This post was written at a pretty tough time in my life. Late last year when I was at a huge intersection in my personal and career roads. I was confused, fed up, annoyed and so so ambitious. Coming to grips with these feelings was tough, and a journey I'm so glad I didn't have to travel alone. What did I do to overcome it? Read to the end and you will find out :)
Nobody seems to like this word. Nobody seems to want to “admit failure”. It is tiptoed around like a sleeping baby. It’s like a failure is the worst thing that you could possibly be. To not complete something or to not achieve something to the (usually high) standard that has been set seems to imply that you have failed and that you’re a failure.
Where did this failure mindset come from? I would be interested to know where and how failure initially became a “thing”.
Was it from a parent who had built up in their mind how their child would perform at something, and then needed to portray how they felt to their child while then (perhaps impossible) level was not achieved? Or was it from an employer who had completely no comprehension of their employees ability to perform a task, so that when a target was not met the employer lost their sh*t and put all the blame on the employee? Perhaps it was from a sporting coach who did not know how else to vent their frustration that the team they were coaching did not reach their season goal or target, and in turn made the team feel like they had failed, that they were failures.

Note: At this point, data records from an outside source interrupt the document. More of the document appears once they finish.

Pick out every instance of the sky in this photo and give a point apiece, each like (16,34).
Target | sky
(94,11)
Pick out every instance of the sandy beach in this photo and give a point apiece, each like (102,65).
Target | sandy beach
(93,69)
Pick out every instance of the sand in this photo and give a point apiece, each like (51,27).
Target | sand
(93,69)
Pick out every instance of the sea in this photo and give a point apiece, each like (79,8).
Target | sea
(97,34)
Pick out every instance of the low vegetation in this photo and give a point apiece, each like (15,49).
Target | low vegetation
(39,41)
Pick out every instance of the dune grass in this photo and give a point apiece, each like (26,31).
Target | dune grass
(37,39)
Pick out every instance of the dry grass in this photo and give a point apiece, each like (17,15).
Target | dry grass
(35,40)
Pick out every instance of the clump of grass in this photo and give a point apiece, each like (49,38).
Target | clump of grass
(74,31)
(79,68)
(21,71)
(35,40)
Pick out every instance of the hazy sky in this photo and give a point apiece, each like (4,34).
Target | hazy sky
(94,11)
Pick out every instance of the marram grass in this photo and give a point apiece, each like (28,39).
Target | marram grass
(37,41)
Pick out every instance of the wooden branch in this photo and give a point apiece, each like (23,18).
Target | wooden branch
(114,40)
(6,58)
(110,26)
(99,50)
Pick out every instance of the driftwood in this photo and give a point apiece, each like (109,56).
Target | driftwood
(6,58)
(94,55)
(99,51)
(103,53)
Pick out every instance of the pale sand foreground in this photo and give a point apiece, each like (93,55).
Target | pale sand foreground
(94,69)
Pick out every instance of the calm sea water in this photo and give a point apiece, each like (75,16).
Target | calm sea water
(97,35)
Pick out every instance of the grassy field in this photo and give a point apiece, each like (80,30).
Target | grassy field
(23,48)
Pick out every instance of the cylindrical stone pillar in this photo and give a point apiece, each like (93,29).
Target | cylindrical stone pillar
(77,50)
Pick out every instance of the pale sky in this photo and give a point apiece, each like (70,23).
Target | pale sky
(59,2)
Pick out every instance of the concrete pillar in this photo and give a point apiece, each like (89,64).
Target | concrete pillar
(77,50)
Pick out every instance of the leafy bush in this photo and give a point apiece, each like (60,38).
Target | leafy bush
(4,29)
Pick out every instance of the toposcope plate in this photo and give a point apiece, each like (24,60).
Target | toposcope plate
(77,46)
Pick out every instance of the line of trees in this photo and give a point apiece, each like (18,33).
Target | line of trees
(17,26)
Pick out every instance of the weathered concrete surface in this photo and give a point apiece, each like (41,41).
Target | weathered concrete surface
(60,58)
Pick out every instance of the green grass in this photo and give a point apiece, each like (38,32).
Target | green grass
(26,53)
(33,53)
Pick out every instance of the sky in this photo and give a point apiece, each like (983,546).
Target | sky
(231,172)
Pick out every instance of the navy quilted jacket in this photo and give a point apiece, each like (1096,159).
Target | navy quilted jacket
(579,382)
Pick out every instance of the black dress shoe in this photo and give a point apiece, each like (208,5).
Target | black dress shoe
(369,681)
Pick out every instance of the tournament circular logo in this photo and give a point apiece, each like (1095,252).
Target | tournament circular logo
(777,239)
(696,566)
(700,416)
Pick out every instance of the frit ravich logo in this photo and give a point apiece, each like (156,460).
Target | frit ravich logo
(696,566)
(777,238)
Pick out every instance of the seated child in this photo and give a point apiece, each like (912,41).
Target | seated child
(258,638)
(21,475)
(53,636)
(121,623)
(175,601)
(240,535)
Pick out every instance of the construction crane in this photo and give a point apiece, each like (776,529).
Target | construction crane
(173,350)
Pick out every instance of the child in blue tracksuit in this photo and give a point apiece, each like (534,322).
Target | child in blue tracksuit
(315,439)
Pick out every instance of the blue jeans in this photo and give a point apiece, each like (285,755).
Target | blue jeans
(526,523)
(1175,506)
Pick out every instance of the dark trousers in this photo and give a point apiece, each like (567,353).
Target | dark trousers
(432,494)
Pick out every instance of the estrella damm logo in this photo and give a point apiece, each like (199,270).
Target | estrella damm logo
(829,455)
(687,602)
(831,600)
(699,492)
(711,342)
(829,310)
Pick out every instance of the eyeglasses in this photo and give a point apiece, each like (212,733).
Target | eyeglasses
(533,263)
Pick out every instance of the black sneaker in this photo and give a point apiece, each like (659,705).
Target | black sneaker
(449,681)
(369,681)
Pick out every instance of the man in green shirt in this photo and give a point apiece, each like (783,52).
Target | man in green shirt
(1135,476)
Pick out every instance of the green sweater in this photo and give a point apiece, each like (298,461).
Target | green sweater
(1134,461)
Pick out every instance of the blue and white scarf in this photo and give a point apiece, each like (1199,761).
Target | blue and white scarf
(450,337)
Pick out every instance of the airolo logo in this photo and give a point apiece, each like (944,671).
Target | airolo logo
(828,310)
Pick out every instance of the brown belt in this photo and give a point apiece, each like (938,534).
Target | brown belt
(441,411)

There seems to be a trend of authority in the above scenarios. Whether this is the actual or perceived reality, I’m not sure.
And, quite frankly, you can’t judge a fish on its tree climbing ability now can you?
How easy is it to let this feeling of failure into another area of your life. Say, for example, you set a certain standard for something, and when you don’t meet this, a feeling of failure can consume you. You might get annoyed and mad at yourself for the result, and take this frustration into your home with you. You snap at your partner and don’t say a word to your kids because you don’t understand the emotional turmoil that’s going on inside you. You go to bed grumpy and your partner is confused about why you’re not talking to them. Now THEY think they have done something wrong, and spend the rest of the week wondering what it could possibly be…..
Realising that although you have given something your all, but it has not worked out, does not make you a failure. It’s hard to accept this, as society has ground into us that we shouldn’t be “quitters” or “give up” too easily. In some cases, yes give something a second, third or even fourth go, but if this task, relationship, job, person or obstacle is causing you to feel sadness, overwhelmed or scared of another attempt, it’s time to throw in the towel. Admitting that you’re waving the white flag because you have realised it’s the other task, relationship, job etc, NOT YOU is the first step to self-love. Doing something, or in this case not doing something, because you know deep down you cannot force this situation to be how you had imagined it in your mind is totally ok. You are not a failure.
I’m not saying give up something just because you didn’t succeed or it didn’t turn out how you wanted it to the first, or even second, time you tried. Sometimes persistence pays off immensely, and I know many times that if I had not known in my gut that what I was doing was right, I wouldn’t be the person I am today.
What I’m saying is you cannot force yourself, or something, or someone else to be exactly how you would like them to be, and realising that it’s not something you have or haven’t done, it’s just how it is.
What will be, will be.
And that is exactly the mindset I decided to adopt. NO-ONE will dictate how I live my life, except me. I refuse to let someone else have the sort of impact that was being made on me a little over 6 months ago. How did I come to this conclusion? Here's a few tips:
- YOGA! I started doing this in December last year and it is the best thing I ever tried (apart from coffee). I was practicing at least once a week for a few months and fell in love with yin. Unfortunately this has taken a back seat the last few months due to my netball commitments, but I do squeeze a session at home in every couple of weeks.
- Cutting back alcohol. While I have slowly decreased my alcohol intake over the last few years since university, I noticed I was not someone I liked that much when I drunk. I'm ok with this, and appreciate a lovely glass of white with good company on the odd occasion.
- I don't sweat the small stuff. This is a biggie for me - I used to over analyse everything. And I mean EVERYTHING! It takes baby steps and a lot of mindfulness - recognising how I feel and accepting that feeling, then letting it go. Moving on and thinking about something worth my time - like this blog! Wanting to help people is a great distracting :)
- Nourishing my body with good quality whole food. If I'm not feeling good from eating unhealthy food, then this shows in my skin and in my mind. It affects how I look at myself and how I look at others, which is not fair on anyone. This is also another biggie for me because I know how good I feel from eating consistently healthy food!
- Lastly, you reflect those you spend the most time with. Surround yourself with people who lift you up, who want the best for you. These are the people who matter the most, and will have your back no matter what. Trust me, they are few and far between, so hold on tight when you find one.